At the end of July 2017, the NAV was 304p a share. The discount to that NAV has narrowed to 9 per cent in the past few weeks. That is partly because a change in the substantial shareholding exemption taxation rule will remove the deferred tax provision in the balance sheet and should boost NAV by £4.9million.
Unlike the other companies in this article BP Marsh pays a dividend and it has confirmed it will be increased from 3.76p a share to 4.76p a share this year.
Frontier IP helps companies and research institutions to commercialise intellectual property, but instead of investing a cash sum, Frontier IP gains a shareholding by providing finance and administration advice and services, as well as introducing suitable commercial partners.
This enables the investee companies to focus on developing commercial products and getting them onto the market. The portfolio covers sectors that include life sciences, robotics, green materials and electronics.
Investee company MolEndoTech has secured a subsidiary of fully listed Halma as its partner for a test for faecal matter in marine bathing water.
Frontier IP had a 19.6 per cent stake in MolEndoTech, a Plymouth University spin-out, with a book value of £10,000 but the proposed £500,000 investment in the company would dilute the stake to 14 per cent.
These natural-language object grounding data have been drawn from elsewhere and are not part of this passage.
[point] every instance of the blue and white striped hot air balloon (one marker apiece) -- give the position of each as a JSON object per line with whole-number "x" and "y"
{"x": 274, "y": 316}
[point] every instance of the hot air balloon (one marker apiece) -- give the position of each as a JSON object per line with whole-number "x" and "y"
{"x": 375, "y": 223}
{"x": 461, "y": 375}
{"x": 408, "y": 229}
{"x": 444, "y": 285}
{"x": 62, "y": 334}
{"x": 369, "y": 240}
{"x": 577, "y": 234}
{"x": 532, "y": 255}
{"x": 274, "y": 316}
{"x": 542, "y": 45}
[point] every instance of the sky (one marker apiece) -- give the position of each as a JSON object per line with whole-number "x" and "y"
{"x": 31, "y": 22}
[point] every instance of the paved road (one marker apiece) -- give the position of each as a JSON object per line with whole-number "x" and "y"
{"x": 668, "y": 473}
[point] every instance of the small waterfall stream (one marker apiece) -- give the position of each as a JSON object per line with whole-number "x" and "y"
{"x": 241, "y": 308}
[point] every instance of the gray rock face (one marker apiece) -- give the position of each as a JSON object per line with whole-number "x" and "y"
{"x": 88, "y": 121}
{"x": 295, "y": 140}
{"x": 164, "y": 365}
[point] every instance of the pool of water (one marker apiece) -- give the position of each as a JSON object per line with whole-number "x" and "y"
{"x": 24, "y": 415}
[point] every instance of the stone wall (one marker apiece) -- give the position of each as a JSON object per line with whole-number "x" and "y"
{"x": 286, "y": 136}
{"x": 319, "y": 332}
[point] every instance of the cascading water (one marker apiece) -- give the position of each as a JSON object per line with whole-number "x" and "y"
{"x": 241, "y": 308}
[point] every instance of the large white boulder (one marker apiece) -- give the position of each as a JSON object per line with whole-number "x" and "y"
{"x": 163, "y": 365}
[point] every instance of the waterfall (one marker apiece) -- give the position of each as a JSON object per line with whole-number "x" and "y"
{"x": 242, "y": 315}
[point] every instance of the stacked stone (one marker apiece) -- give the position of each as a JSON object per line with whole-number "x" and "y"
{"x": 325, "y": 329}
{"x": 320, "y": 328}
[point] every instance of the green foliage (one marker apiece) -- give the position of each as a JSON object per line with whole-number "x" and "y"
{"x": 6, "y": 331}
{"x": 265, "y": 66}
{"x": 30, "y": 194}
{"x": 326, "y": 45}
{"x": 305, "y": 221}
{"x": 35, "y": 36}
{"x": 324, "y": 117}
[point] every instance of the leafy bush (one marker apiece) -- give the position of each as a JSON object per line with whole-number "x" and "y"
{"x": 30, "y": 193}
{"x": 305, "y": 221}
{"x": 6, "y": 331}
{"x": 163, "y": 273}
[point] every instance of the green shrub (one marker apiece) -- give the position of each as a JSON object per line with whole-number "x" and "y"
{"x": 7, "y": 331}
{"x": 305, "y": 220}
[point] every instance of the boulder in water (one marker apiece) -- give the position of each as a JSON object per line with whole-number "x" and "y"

The cash will be used to invest in sales and new water testing products.
This is a good example of how the strategy should work. It will not work every time and there is still some way to go for MolEndoTech, but in one year it has a product on the market and the cash to grow the business, while Frontier IP has a valuable investment.
The Frontier IP share price appears high compared to the book value of investments but many of these are at low valuations, just like MolEndoTech.
This is undoubtedly a long-term investment because some of the investee companies will fail and others will take time to come to fruition.